Skip to content

paracrawl/giashard

Repository files navigation

giashard: Sharding for Web-Scale Parallel Text Mining

giashard is a tool for batching webcrawled data for later processing. It is designed as part of a corpus creation pipeline in projects like Paracrawl and HPLT.

Installation

giashard is written in Go. To install, you need to clone the repo and then build the application:

git clone https://github.com/paracrawl/giashard.git
cd giashard/cmd/giashard
go build

Running giashard

giashard can accept three input formats:

  1. A directory (or list of directories) in bitextor/Paracrawl column storage format: each directory contains three files named url.gz, mime.gz and plain_text.gz (by default). A different number of files and different names for these files can be specified with the -f flag
  2. A zstd-compressed file (or list of files) in the JSONL format where each record contains at minimum one field named u containing a URL and one field named text containing the extracted content in plain text.
  3. An uncompressed stream to stdin in the above JSONL format (indicated by - as the input file: e.g. cat myfile.jsonl | giashard -o myoutput -)

giashard uses the following flags:

  • -o: Output directory location (default: current directory)
  • -l: Input file containing a list of files/directories to shard (default: "")
  • -f: Comma-separated list of files to shard for bitextor/Paracrawl column storage format input (default:"url,mime,plaintext")
  • -n: Exponent to calculate number of shards (2^n) (default: 8)
  • -b: Batch size in MB (default: 100)
  • -d: Additional public suffix entries (default: "")
  • -jsonl: Boolean indicating data is in JSONL format (default: False)

Example command:

ls -1d output_wide15_filtered/*/is | xargs giashard/cmd/giashard/giashard -n 8 -o output_wide15_sharded -f text,url -b 1024

This runs giashard on all Icelandic data in the output_wide15_filtered directory (in bitextor/Paracrawl column storage format) where each input directory contains two files: text.gz and url.gz. It sorts this data into 2^8 numbered shards where shard membership is assigned based on a hash of the URL. The data in each shard is split into numbered batches of approximately 1024MB. Output text is base64 encoded.

giashardid

There is a companion tool called giashardid that you can give a URL to either on the command line or stdin, and it will print the shard id that that URL will get sorted to.
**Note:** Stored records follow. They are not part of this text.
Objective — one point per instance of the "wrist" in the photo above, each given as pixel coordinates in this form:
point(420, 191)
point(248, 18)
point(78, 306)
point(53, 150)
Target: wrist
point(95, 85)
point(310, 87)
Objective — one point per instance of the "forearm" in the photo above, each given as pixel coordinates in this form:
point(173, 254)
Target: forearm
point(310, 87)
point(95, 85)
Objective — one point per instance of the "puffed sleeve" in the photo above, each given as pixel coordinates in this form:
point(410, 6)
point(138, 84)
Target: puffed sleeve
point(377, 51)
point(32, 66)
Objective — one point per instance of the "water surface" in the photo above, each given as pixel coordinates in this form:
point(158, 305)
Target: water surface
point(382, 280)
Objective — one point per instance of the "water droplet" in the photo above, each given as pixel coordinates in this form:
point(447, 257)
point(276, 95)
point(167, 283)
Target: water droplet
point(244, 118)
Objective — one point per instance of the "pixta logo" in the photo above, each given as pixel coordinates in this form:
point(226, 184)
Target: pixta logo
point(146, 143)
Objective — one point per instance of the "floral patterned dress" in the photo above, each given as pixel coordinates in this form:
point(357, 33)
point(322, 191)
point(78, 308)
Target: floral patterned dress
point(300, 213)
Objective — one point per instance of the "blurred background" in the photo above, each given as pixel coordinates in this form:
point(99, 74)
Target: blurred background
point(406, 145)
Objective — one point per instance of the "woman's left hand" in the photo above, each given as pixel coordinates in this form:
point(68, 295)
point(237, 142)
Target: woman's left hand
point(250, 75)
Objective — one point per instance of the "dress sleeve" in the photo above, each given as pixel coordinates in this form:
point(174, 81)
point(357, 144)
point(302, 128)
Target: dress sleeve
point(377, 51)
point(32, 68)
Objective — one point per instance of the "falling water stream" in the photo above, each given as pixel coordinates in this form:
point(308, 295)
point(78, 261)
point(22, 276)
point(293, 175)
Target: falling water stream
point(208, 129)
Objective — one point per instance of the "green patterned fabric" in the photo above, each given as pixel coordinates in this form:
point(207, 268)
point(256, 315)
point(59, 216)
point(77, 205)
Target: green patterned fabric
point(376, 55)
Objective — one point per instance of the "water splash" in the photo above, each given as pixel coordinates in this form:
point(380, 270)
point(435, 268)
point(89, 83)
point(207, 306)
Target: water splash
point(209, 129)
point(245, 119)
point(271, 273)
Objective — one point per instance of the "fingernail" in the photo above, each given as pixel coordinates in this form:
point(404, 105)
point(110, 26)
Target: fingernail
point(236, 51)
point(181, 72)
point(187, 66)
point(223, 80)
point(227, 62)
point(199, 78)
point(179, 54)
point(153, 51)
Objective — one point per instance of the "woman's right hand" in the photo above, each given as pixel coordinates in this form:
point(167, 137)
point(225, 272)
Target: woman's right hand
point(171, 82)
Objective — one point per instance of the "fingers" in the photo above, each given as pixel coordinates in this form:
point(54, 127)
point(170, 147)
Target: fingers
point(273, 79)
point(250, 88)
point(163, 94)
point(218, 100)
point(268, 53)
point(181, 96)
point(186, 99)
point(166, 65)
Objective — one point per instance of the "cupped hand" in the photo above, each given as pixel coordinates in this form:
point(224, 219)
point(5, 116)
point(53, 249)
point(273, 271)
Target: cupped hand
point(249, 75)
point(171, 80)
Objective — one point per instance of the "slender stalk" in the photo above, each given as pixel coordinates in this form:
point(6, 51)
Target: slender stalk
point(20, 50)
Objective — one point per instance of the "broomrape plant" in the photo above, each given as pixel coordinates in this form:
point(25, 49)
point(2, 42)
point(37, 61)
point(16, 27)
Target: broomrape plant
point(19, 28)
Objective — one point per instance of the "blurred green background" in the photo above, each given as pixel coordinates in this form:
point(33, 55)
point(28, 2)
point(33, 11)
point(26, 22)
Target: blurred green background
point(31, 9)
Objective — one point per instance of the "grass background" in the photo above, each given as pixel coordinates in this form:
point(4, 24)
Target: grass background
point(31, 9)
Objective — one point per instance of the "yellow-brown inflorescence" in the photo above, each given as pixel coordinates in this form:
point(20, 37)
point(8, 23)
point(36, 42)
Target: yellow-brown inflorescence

If you give it the -s flag, instead of printing the shard id, it will print the slug derived from the hostname in the URL.

So, for example, we can find out what shard, Google lives in,

$ giashardid google.com
48

And then, if we are curious, we can find out what other domains containing Dutch text live in that shard,

$ find wide00006-shards/nl/48 -name url.gz | xargs cat | gzip -dc | \
    giashardid -s | sort | uniq -c | sort -nr | head -10

6483 google 855 paginamarkt 604 vikingdirect 592 ajax1 392 jijislief 277 ixina 209 punkyfish 182 bongo 154 ooyyo 150 ledlampendirect

This should be easily installable using

go get github.com/paracrawl/giashardid/cmd/...